The Glorious DocLab Dozen in their own words

The Glorious DocLab Dozen in their own words.

Tammie Ash:

I feel I’ve always been more of a creative than a scientific person however I spent 5 years at the University of Leeds studying Civil and Structural Engineering - so I’ve spent a good chunk of my life in a field that couldn’t be more different. I think there is still a misconception that your degree discipline determines the rest of your life and that you need a relevant degree to work in television and film, but the Grierson DocLab scheme is a fantastic example of proving that this isn’t the case. In this sense, I feel even luckier to be selected.

Calum Bateman:

When I graduated from university last year, I knew I had the passion, curiosity and drive to work in the world of documentary and factual TV. However, as is often the case for many lost graduates, I had to move home and earn my keep by pulling pints.
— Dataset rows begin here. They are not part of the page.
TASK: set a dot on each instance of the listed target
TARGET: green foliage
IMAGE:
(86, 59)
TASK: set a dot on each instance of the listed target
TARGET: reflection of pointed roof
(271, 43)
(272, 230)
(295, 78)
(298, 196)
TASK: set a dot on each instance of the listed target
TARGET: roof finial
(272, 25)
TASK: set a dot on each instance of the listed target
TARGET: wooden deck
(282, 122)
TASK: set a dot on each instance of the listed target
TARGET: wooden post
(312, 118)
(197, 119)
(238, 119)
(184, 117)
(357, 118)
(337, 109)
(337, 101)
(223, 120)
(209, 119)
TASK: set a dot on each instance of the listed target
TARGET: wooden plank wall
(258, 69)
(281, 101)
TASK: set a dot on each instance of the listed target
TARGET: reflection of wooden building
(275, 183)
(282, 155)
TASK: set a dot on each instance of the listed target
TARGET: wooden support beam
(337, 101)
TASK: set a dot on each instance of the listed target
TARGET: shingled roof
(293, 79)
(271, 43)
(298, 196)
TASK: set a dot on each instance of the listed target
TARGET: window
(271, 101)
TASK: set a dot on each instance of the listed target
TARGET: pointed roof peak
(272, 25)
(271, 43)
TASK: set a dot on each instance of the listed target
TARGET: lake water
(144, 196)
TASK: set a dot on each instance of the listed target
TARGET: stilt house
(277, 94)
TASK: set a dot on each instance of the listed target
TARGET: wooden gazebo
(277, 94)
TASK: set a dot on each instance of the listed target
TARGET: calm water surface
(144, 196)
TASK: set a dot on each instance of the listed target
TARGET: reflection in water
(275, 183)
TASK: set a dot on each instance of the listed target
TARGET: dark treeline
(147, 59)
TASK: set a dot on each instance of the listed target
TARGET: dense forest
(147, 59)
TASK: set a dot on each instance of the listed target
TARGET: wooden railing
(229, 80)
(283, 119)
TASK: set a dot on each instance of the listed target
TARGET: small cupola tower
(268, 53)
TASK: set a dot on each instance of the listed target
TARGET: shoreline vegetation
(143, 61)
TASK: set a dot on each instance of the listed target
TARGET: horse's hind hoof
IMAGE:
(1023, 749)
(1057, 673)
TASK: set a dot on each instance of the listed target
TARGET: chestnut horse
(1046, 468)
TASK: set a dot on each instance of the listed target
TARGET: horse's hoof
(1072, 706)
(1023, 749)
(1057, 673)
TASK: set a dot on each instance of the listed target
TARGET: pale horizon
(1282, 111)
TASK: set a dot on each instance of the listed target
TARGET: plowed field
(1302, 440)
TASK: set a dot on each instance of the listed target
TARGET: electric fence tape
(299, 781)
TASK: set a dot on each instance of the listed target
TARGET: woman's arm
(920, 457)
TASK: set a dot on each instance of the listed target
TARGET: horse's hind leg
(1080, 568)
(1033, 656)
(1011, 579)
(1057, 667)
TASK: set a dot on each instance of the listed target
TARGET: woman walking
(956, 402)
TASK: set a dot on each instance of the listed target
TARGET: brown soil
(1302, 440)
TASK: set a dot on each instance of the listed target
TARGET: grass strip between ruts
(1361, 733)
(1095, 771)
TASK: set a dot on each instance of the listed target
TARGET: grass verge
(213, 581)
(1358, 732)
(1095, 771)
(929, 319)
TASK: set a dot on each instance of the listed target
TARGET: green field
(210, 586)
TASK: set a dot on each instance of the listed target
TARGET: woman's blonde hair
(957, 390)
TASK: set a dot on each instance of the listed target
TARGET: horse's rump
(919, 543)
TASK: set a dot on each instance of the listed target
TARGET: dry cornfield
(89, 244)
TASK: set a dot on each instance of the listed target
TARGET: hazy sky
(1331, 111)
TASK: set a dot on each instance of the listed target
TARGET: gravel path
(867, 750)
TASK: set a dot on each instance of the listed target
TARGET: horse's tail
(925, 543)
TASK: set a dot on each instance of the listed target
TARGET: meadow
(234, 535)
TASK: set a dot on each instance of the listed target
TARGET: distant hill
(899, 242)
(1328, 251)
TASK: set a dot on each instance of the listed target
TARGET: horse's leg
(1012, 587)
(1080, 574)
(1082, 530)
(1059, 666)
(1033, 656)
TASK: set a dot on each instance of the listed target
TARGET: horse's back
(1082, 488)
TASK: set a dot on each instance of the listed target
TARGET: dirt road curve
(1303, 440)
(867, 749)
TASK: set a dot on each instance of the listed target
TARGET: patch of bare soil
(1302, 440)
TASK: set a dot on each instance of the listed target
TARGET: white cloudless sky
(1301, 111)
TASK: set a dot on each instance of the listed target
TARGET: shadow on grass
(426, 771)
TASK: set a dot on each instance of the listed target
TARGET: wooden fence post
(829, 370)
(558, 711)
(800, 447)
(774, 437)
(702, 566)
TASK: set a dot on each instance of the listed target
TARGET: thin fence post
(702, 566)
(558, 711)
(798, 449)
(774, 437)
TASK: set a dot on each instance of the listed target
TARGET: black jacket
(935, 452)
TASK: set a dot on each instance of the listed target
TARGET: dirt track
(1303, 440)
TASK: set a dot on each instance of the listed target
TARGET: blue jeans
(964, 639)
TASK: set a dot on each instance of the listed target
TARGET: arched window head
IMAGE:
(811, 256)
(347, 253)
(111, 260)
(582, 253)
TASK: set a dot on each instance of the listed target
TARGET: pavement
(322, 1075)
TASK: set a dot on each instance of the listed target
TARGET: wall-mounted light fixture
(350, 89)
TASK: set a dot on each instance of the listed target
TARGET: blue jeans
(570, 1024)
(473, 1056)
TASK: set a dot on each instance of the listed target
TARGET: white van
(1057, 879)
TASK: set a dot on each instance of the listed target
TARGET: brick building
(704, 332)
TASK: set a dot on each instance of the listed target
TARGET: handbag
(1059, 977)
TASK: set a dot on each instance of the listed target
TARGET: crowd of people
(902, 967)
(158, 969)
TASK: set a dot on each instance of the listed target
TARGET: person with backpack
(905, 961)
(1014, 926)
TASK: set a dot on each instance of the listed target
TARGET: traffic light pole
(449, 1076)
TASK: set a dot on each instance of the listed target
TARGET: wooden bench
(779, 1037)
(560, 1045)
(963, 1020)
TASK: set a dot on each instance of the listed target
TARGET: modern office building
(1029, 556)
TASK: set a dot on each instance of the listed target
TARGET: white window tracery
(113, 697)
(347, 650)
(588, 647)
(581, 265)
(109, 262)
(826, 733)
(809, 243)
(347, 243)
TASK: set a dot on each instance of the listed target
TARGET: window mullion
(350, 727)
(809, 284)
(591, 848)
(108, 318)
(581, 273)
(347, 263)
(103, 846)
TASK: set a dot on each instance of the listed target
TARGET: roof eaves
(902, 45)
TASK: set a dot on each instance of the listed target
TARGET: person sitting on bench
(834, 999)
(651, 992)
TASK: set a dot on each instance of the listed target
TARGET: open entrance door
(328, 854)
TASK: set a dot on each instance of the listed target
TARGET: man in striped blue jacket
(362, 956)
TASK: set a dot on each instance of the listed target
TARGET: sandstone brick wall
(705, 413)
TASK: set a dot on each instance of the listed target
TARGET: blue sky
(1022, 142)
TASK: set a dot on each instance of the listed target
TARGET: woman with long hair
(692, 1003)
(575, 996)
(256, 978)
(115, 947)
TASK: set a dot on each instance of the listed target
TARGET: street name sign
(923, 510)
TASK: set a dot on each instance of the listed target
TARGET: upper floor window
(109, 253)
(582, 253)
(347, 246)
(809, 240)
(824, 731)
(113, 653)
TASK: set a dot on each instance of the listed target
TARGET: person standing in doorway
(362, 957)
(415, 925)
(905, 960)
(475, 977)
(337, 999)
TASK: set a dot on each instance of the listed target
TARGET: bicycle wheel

Fortunately, through my job, I met a local theatre maker and we are now working together documenting the experiences of those who have been given a later in life diagnosis of Asperger's and autism. I got a real buzz from capturing these stories and being afforded the chance to tell them to the world. Whilst it hasn't all been doom and gloom, I have found that trying to break into the industry to be incredibly difficult; I do not live in a major city, I do not have any inside connections, nor can I work unpaid. For this reason, I am so incredibly excited to be part of DocLab 2018. I cannot wait to get involved with learning from industry experts through a paid placement, as well as the chance to go to Sheffield Doc/Fest. My love for documentaries and factual TV is rooted in the way they allow you to become an explorer, seeing different places and experiences through the perspectives of others from all walks of life and to be finally given the chance to make this passion a reality, is just brilliant!

Kat Cashman:

I’m a youth worker and aspiring cinematographer from South East London. Documentary making has always been my favourite form of storytelling, so I’m thrilled for the opportunities that the Grierson Trust will offer to help me develop my skills to industry level. I must admit I’m proud to think of myself in affiliation with John Grierson, and hope I can do him justice in creating documentaries that truly celebrate our everyday lives. I can’t wait to start the scheme and collaborate with the whole DocLab team, I can already tell it’s going to be an experience I treasure forever.

Eleanor Conway:

I am currently studying for a Masters in Film and TV production at the University of Birmingham. After completing my undergraduate degree in History I realised that my passion lay in storytelling. Throughout my degree I loved researching unknown aspects of the past, reporting on them and analysing their meanings. I have always been drawn to the world of film and television and the way that film can delve deeper into a story than any written text could. A career in the film and TV industry never seemed like a realistic option for me; I was even told by a careers advisor that working in television wasn’t a job that was worth pursuing. However, after being selected to take part in the Grierson DocLab 2018 my dream seems a lot closer. I find that I am often in the position where I have ideas about films and projects that I would like to develop but limited knowledge of how to best do this. Through the scheme I am hoping that I am able to develop my creative skills and knowledge of the industry to allow me to best develop and expand my ideas and help me begin my career in factual programme making.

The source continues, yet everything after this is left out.